Thursday, 11 October 2012

Day One - Accepting the facts...

There is nothing worse than knowing that you have failed. repeatedly. 

That's how I feel now as I look down at my mutilated fingers and try to remember when I first started my nasty little habit. 

I can't. 

For the life of me I couldn't tell you when or what triggered whatever you would call this... issue. So without any idea as to how to fix myself psychologically I have decided that the best (and perhaps only) way to combat my own weak will power would be to shame myself into taking a good long look at how my actions are affecting my life and appearance.

So I decided that a photo blog, even if I am the only reader, would be a good way to motivate myself into stopping. I do not want to show any one what I am doing but if I truly want to stop maybe this is the way.

So I guess I should explain what the problem actually is...
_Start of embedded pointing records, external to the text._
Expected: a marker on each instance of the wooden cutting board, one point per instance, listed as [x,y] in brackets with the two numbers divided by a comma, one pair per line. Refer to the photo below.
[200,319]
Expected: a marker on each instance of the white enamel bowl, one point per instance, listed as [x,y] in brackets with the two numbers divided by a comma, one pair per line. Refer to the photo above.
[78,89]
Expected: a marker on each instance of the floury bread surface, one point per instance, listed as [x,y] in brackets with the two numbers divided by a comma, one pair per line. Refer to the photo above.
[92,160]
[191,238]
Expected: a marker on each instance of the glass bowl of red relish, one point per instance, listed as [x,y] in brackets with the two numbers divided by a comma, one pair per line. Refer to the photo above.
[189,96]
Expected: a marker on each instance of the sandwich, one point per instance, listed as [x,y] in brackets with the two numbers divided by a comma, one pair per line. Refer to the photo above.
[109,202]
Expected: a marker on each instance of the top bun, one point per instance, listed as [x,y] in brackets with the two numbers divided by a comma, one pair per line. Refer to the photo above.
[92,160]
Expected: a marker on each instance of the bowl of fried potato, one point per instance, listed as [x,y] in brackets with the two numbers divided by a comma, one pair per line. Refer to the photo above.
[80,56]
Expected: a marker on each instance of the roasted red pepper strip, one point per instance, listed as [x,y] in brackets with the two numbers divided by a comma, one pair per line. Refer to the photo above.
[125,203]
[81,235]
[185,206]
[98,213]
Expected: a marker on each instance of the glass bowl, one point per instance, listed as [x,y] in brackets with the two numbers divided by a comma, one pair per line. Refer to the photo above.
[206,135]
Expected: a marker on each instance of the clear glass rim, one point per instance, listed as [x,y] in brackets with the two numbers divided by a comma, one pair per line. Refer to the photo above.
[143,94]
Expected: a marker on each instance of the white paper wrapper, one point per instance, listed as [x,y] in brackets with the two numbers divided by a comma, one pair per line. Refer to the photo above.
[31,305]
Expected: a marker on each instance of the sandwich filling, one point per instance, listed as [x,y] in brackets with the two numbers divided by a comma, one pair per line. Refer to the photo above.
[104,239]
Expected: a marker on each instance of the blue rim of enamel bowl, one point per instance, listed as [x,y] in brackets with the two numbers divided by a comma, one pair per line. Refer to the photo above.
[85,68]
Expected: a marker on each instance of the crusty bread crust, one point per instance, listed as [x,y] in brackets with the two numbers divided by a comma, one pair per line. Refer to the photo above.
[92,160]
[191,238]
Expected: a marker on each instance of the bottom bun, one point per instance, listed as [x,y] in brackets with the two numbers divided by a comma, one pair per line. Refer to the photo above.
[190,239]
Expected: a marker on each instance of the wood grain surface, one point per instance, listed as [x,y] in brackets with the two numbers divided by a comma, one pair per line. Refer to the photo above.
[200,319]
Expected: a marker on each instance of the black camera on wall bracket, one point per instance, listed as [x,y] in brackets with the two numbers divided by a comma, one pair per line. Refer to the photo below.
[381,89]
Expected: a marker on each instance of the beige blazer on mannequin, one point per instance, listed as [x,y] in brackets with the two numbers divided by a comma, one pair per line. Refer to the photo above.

I compulsively pick and bite at the skin around my fingers. To the point where the skin is dry and cracked and tough and bleeding.

Oh I can hear you now, my dear reader... you may think that this is not an issue of any real substance but you open a new tab now and go on Google. Search 'how to stop biting the skin around my fingers' 

I used to think that this habit was just something I did and only when I searched for more information did I realise that there must be thousands of people all with the same problem. It even has some posh scientific name (I forget what it is, but I will find out).

The worst thing that I discovered? No one seems to know how to stop...

So here I am, hoping that maybe this will be the cure. I will upload the first pictures tonight. I hope that this blog can be a inspiration or even just a prop for my fellow Finger Biters.

I haven't scratched or bitten the skin around my fingers for 1 hour and this time I am determined that I won't ever do it again.